9. Enfin, si l'association requérante fait valoir que le tarif litigieux procède de prévisions budgétaires insincères, elle ne l'établit pas au moyen d'un simple document établi sur tableur et utilisé à titre de document de travail au cours d'une réunion avec le service.

10. Dans ces conditions, l'association requérante ne fait valoir aucun élément de nature à établir que le tarif litigieux aurait été arrêté en méconnaissance des principes rappelés au point 5.

11. Il résulte de tout ce qui précède que les conclusions de l'association Les Spanqués tendant à l'annulation des délibérations n° 2020-085 et n° 2020-86 du 16 février 2020 du conseil communautaire de la CCRM, ainsi que les conclusions tendant à l'annulation de la décision du 16 février 2021 du président de la CCRM refusant le retrait de ces délibérations, doivent être rejetées.

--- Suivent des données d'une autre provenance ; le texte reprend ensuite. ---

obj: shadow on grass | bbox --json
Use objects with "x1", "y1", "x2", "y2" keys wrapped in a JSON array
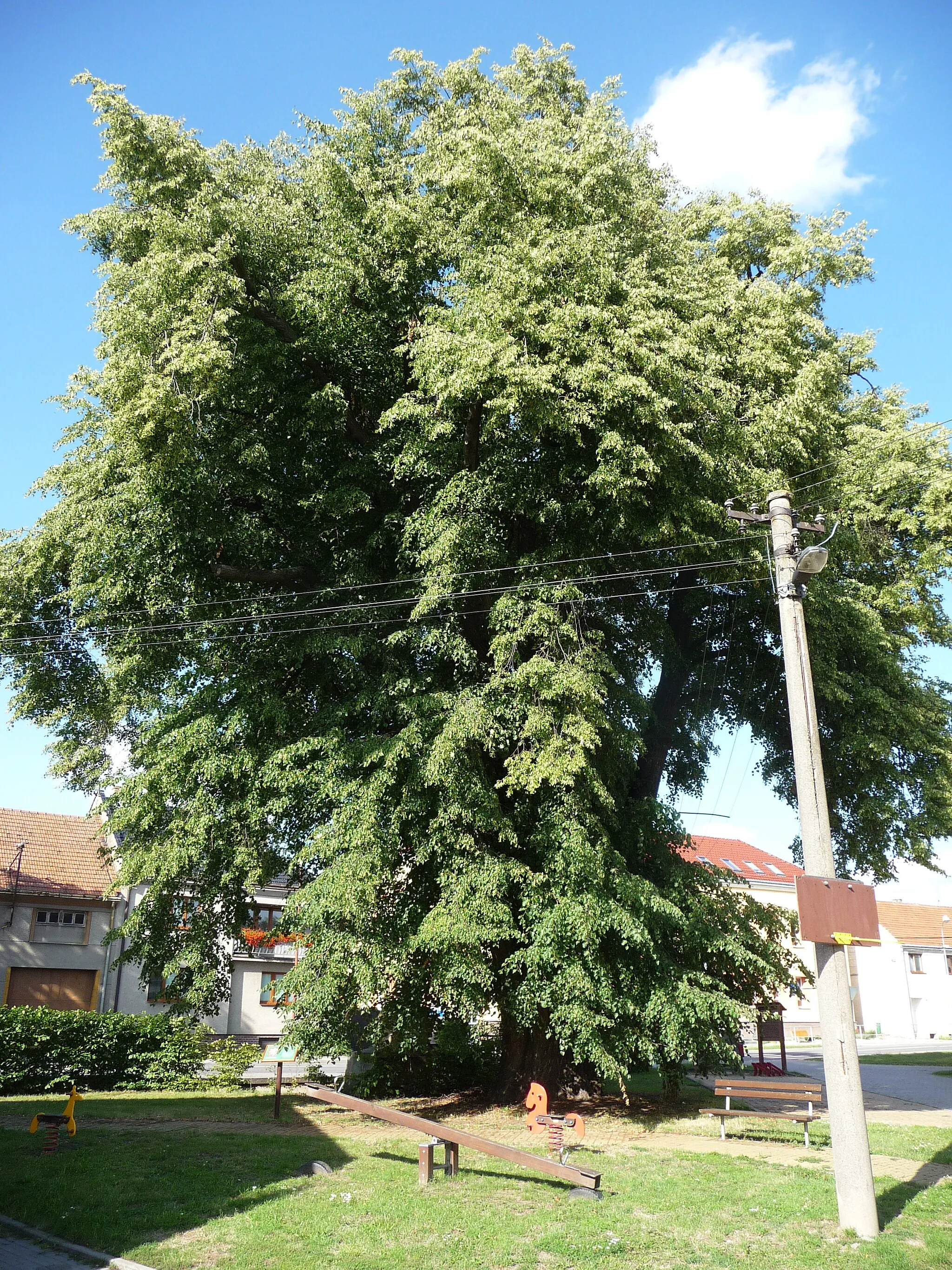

Sur les frais liés au litige :

12. Les dispositions de l'article L. 761-1 du code de justice administrative font obstacle à ce qu'une somme quelconque soit mise à la charge de la CCRM.

13. Il n'a pas lieu dans les circonstances de l'espèce, de mettre à la charge de l'association requérante la somme que la CCRM demande sur ce fondement.

D E C I D E :

Article 1 er : La requête de l'association Les Spanqués est rejetée.

Article 2 : Les conclusions de la CCRM présentées au titre de l'article L. 761-1 du code de justice administrative sont rejetées.

Article 3 : Le présent jugement sera notifié à l'association Les Spanqués, à la communauté de communes Randon-Margeride et au préfet de la Lozère.

Délibéré après l'audience du 3 novembre 2023, à laquelle siégeaient :

M. Peretti, président,

M. Parisien, premier conseiller,

M. Baccati, premier conseiller.

Rendu public par mise à disposition au greffe le 17 novembre 2023.

Le rapporteur,

J. BACCATI

Le président,

P. PERETTILe greffier,

D. BERTHOD

La République mande et ordonne au préfet de la Lozère en ce qui le concerne ou à tous commissaires de justice à ce requis en ce qui concerne les voies de droit commun contre les parties privées, de pourvoir à l'exécution de la présente décision.